Crysis GPU Benchmark
Yip, ATI cards still choke on Crysis. Even Crossfired cards don’t fare too well. I’ve chosen to use the GPU benchmark from the demo as it’s widely available for everyone to use, and I’m not quite sure what the CPU benchmark is supposed to prove so well skip that. In medium/high mode, all settings are on high except for physics and shading, whereas in high mode all settings are set to high with 4xAA enabled.
Eeesh. I don’t know even know what to say here, except that you can even see $6,000+ Intel/NVIDIA systems choking on Crysis at the higher settings. The jury is still out as to whether Crysis truly requires some serious hardware to run smoothly, or whether it’s just poorly coded. I’m going with the latter, to be honest. There are games with the same level of eye-candy as Crysis which run much better on modern machines. Whatever the case may be, I for one welcome the fact that Far Cry 2 won’t be using the same engine.

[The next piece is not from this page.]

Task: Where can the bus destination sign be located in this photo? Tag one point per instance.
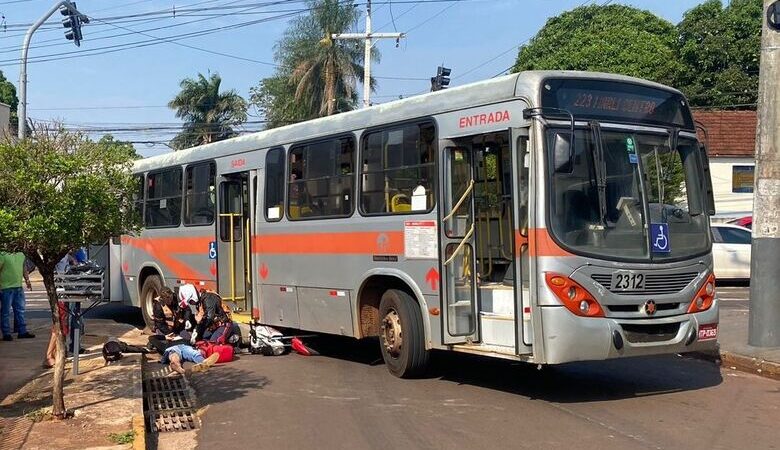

Oh yeah by the way – please do not adjust your picture, that IS a slower-clocked AMD chip beating a higher-clocked Intel chip. Pretty embarrassing for Intel really, but like I said above , I don’t have a lot of faith in the efficiency of this engine.
What’s a CPU test without a bit of SuperPi eh? If you’re not familiar with SuperPi, it’s just a program that calculates the number Pi to however many decimal places you want, and loops the calculation over and over about 20 times in a row. This is very CPU intensive so has two uses: it tests the stability of your system, and gives a result in seconds which you can use to compare performance between two machines. Here we are calculating Pi to 1 million decimal places and looping it 19 times.
Here we see the Phenom taking the lead over the Athlon, most likely thanks to the added L3 cache. SuperPi is a single-thread application so it doesn’t benefit from the extra cores. Intel chips have always outperformed AMD chips in this department, due in part to the larger L2 cache but also due to different optimisations in Intel’s instruction sets on their CPUs.